24. There appears to be no force in the contention of the learned Counsel of the petitioners that a person holding the post of Assistant Lecturer in Sanskrit can be transferred as Principal of the Government Oriental College including the M.R. Government Sanskrit College, Vizianagaram, whereas a Lecturer in Sanskrit which forms part of a higher service is entitled only to earn that post by promotion because by transfer from Category of Assistant Lecturer in Sanskrit in APES, an Assistant Lecturer can only be appointed as Lecturer in Sanskrit in Government Arts (Degree) and Oriental colleges.

25. In the case of Government of A.P, and others (2 supra), a Division Bench of this Court has held that there was no defect in the earlier Government order or the enactment which had rendered its executive action invalid and for this reason only, the Division Bench of this Court held that the impugned legislation was out and out a legislation to nullify the instant judgment of the Court or authority by a declaration in the shape of decree in the legislature.

26. As noted above, the relevant unamended rules have been amended with a view to cure the defect or lacuna in the same by subsequent rules and by enacting the aforementioned law.

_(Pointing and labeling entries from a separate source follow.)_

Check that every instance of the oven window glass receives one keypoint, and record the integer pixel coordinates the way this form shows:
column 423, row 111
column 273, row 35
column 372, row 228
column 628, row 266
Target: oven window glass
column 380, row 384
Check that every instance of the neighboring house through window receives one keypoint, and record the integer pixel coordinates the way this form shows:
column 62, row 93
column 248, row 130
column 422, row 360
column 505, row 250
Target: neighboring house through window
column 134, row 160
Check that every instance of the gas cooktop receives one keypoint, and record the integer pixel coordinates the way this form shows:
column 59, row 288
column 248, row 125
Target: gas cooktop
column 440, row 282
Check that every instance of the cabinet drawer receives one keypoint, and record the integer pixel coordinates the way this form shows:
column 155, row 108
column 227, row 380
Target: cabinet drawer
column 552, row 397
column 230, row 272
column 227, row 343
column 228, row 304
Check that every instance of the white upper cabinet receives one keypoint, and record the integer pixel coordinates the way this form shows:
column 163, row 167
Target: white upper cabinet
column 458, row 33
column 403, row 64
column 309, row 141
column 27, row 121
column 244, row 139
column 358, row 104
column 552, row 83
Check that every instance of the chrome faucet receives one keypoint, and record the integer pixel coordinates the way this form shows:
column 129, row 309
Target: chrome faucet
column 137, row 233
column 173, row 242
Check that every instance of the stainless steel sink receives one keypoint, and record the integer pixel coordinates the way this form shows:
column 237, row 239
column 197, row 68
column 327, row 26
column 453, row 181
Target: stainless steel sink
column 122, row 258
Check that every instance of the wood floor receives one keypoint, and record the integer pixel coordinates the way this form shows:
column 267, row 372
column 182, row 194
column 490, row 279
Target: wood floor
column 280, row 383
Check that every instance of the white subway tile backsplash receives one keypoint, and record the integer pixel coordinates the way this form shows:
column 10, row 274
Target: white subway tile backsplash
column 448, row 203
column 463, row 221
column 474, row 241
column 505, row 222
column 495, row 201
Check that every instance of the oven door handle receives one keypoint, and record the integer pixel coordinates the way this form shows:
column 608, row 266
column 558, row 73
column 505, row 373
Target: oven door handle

27. For the foregoing reasons, I reach the conclusion that the petitioners have failed to establish that the impugned legislation has nullified the interpretation of law given in the impugned judgment because the foundation of the judgment in question has been properly removed by changing the law itself. When the very foundation of the judgment has been removed, the argument that attempt has been made to nullify the judgment disappears and 15 under these circumstances, the petitioners cannot claim for the same scale allowed to the Principals and Lecturers teaching Sanskrit in Government Degree and Oriental Colleges and, therefore, the provisions made in G.O.Ms. No. 340, dated 27-10-1989 and G.O.Ms.No. 341, dated 27-10-1980 as also the provisions of Act 10 of 1990 cannot be declared as void and for similar reasons the respondents cannot be directed to implement the judgment passed by the APAT in R.P.No. 3558/89, dated 10-4-1989.

28. In result, I see no merit in this writ petition and, therefore, it is dismissed. However, in the circumstances of the case, the parties are directed to bear their own costs.